Arizona Manager Bob Brenly has been heralded for his loose managing style and reliance on gut instinct over conventional wisdom, a sharp contrast to the John McGraws of old. In perhaps his most controversial single decision, Brenly allowed Curt Schilling to pitch on just three days rest. Schilling shined in the House that Ruth Built for seven dominant innings.
Pitchers used to be relied upon to go all nine innings. Nowadays six is the standard and a solid seven is considered a good outing. With four days from his last start and four until a possible Game 7, it was only logical that Schilling should quit while he was ahead, and let the closer finish the job. But logic has no place in this World Series.
With two outs in bottom of the ninth, the Yankees were down by two and there was one man on base. Except for being Game 4 instead of Game 7, last night's scenario was straight out of a storybook, and Tino Martinez became the hero. Martinez crushed a two run bomb to deep center to tie the game and force extra innings.

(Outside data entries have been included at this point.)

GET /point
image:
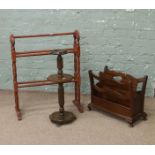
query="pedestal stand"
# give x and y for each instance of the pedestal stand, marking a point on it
(61, 116)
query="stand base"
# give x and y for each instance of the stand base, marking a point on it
(57, 118)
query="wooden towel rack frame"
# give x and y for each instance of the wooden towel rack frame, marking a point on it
(75, 51)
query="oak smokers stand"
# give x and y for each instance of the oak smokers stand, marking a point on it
(22, 84)
(117, 93)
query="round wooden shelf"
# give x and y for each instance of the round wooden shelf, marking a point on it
(58, 79)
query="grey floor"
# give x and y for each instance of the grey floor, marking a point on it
(91, 127)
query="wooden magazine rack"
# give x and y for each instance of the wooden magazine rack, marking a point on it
(22, 84)
(117, 93)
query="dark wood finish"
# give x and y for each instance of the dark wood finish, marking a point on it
(21, 84)
(118, 93)
(61, 117)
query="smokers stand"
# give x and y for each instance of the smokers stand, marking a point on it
(60, 117)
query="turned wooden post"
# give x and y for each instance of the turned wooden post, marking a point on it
(15, 84)
(60, 85)
(77, 70)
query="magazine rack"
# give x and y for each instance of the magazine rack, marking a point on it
(59, 79)
(118, 93)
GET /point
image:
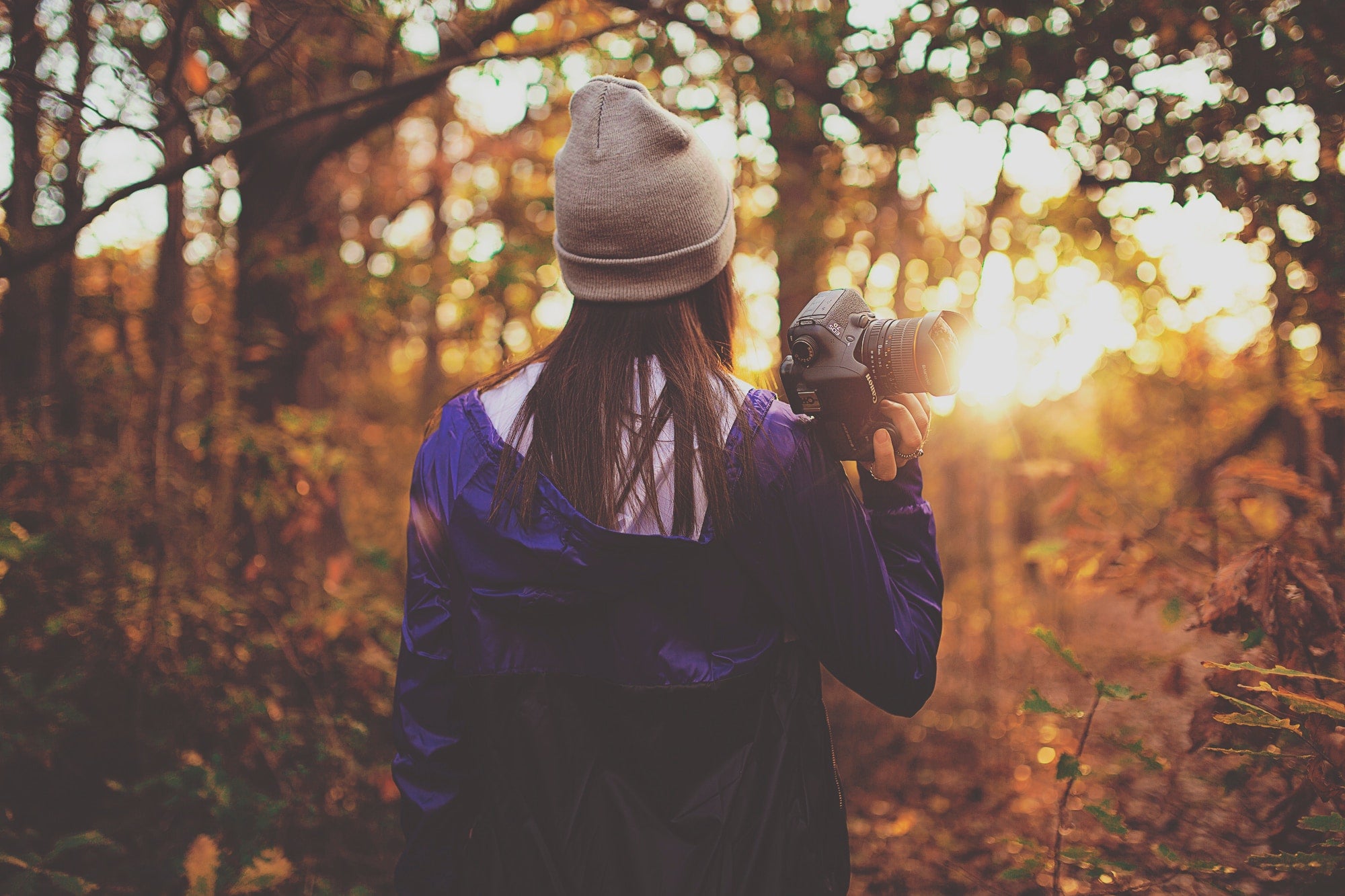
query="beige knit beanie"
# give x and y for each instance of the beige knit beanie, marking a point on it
(642, 212)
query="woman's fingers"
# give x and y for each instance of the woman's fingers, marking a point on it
(927, 404)
(884, 460)
(910, 438)
(922, 413)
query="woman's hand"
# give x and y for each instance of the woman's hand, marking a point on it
(910, 415)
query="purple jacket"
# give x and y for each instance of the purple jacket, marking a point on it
(584, 710)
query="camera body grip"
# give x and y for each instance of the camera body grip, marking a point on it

What would have happened if Martinez had ”just tried to make contact”? The Yankees scored every single one of their runs last night from the long ball. Manufacturing runs just doesn't cut it. Craig Counsell laid down two beautiful sacrifice bunts, advancing Tony Womack to scoring position in the first and third innings with two outs to go. McGraw would be happy, but Counsell's diligence didn't help Brenly.

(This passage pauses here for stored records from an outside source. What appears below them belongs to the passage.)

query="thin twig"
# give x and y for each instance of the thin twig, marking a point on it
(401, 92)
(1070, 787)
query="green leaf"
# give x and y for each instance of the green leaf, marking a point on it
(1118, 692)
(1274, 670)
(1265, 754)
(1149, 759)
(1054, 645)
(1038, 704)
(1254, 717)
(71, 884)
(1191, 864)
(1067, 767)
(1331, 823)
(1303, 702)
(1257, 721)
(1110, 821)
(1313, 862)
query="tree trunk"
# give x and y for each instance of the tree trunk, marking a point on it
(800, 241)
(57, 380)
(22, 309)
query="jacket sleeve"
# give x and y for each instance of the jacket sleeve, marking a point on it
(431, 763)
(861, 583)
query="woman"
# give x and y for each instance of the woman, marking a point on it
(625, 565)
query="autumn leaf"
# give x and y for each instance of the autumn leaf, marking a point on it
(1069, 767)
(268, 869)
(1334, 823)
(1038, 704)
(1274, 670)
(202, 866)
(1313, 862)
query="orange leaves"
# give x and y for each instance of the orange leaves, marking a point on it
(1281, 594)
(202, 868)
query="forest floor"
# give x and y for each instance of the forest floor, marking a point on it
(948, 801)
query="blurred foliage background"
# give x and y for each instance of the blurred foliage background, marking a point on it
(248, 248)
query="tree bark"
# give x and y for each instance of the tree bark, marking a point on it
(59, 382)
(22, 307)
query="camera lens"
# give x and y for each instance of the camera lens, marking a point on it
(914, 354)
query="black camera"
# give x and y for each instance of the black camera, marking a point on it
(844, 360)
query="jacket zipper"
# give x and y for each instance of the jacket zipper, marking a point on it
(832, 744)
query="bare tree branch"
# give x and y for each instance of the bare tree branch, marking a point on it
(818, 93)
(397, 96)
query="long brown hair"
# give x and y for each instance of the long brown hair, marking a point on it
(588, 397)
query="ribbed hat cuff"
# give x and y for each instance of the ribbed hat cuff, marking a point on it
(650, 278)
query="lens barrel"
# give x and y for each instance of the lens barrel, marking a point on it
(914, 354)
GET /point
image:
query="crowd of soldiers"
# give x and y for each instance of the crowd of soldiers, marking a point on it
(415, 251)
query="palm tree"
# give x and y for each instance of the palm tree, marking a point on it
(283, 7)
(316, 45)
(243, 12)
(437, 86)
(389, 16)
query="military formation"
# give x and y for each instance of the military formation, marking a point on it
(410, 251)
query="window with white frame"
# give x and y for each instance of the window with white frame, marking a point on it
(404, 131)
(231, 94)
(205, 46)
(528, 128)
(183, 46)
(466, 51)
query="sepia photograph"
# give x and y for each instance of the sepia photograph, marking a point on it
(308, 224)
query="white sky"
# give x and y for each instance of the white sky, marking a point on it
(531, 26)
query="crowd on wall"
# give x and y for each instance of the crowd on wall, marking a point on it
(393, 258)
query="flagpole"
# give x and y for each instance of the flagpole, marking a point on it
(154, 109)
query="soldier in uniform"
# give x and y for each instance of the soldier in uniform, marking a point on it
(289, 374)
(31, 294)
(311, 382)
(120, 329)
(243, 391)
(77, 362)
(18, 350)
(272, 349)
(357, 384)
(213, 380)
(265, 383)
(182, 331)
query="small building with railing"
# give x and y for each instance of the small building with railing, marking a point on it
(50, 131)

A fourth day of bold pitching against the dynastic Yankee offense didn't help Brenly either. The bottom-of-the-ninth fiasco aside, keep the total performance in perspective: a young franchise with a rookie manager held the most intimidating team in baseball to three runs in nine innings. If defense wins games, Arizona should have gotten the ”W,” but they did not. Struck with a failure to produce runs reminiscent of the Orioles behind Mike Mussina, Arizona went off silently into the night.

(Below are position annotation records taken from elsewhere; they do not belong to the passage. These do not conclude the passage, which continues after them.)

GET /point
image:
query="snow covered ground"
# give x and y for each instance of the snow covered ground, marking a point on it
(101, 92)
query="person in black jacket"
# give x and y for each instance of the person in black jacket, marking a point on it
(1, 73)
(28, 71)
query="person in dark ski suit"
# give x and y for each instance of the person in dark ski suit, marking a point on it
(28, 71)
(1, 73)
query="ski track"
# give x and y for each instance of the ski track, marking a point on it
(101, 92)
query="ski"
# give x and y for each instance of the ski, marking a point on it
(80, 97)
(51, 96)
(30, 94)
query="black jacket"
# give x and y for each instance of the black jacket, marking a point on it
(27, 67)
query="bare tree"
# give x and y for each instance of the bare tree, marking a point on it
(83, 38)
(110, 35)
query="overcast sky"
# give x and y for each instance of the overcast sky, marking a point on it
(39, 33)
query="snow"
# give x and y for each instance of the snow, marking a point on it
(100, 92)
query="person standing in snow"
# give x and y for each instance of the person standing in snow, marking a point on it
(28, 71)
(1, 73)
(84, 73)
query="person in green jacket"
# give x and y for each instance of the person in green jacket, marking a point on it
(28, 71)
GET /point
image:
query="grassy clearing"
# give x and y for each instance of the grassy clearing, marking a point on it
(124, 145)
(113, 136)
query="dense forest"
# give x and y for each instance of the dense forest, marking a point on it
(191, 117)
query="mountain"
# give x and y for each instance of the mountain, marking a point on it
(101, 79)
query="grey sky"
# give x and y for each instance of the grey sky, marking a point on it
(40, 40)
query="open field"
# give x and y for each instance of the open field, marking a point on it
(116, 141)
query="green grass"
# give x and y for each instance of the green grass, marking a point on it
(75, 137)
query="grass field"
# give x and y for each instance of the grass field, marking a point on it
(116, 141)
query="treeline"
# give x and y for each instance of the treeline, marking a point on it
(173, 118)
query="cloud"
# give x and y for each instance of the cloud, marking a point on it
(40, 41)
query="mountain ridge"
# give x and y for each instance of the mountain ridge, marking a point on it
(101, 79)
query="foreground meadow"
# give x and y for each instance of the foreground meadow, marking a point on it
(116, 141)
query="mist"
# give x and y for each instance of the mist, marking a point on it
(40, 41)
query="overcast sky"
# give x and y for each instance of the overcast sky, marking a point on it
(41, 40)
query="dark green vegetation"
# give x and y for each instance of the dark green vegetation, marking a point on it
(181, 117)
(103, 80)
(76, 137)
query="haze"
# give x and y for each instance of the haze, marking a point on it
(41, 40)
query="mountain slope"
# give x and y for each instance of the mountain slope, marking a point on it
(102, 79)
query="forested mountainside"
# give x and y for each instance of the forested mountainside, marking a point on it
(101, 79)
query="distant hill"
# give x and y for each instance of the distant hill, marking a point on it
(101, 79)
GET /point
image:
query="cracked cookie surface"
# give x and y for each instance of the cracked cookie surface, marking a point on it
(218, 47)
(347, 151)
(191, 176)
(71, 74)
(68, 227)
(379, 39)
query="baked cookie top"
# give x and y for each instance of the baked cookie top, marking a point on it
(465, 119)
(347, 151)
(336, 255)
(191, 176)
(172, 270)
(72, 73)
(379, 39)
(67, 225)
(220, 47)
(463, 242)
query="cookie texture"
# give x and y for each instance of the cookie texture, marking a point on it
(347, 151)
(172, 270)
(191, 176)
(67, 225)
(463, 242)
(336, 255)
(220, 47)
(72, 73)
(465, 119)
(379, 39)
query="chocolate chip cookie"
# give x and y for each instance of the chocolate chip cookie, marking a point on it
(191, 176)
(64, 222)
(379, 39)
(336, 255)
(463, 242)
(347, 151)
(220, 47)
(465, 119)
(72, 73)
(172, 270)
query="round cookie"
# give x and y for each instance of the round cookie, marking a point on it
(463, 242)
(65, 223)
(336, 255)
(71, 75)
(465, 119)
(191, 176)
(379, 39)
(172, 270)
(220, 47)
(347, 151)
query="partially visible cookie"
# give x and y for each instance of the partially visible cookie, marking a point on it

Speaking of Mike Mussina, the defector went 17-11 with a 3.15 ERA in the regular season but yielded five runs, two unearned, in Game 1 in just three innings. El Duque went 4-7 with a 4.85 ERA in the regular season yet emerged from multiple jams allowing just one run in six and a third innings. O, for the days when past performance had meaning.
The truth is, the postseason has been full of surprises. Oakland, the hottest team since the All-Star break, was eliminated in the Division Series. Seattle, with the best full season record this year, was eliminated in the Championship Series. But these surprises have a common thread, a pinstripe if you will. The Yankees beat them both.
Game 4 may have done away with any universal truth to the clichés, but it was just another tally on the stack confirming an age old axiom: there is something magical about the postseason Yankees.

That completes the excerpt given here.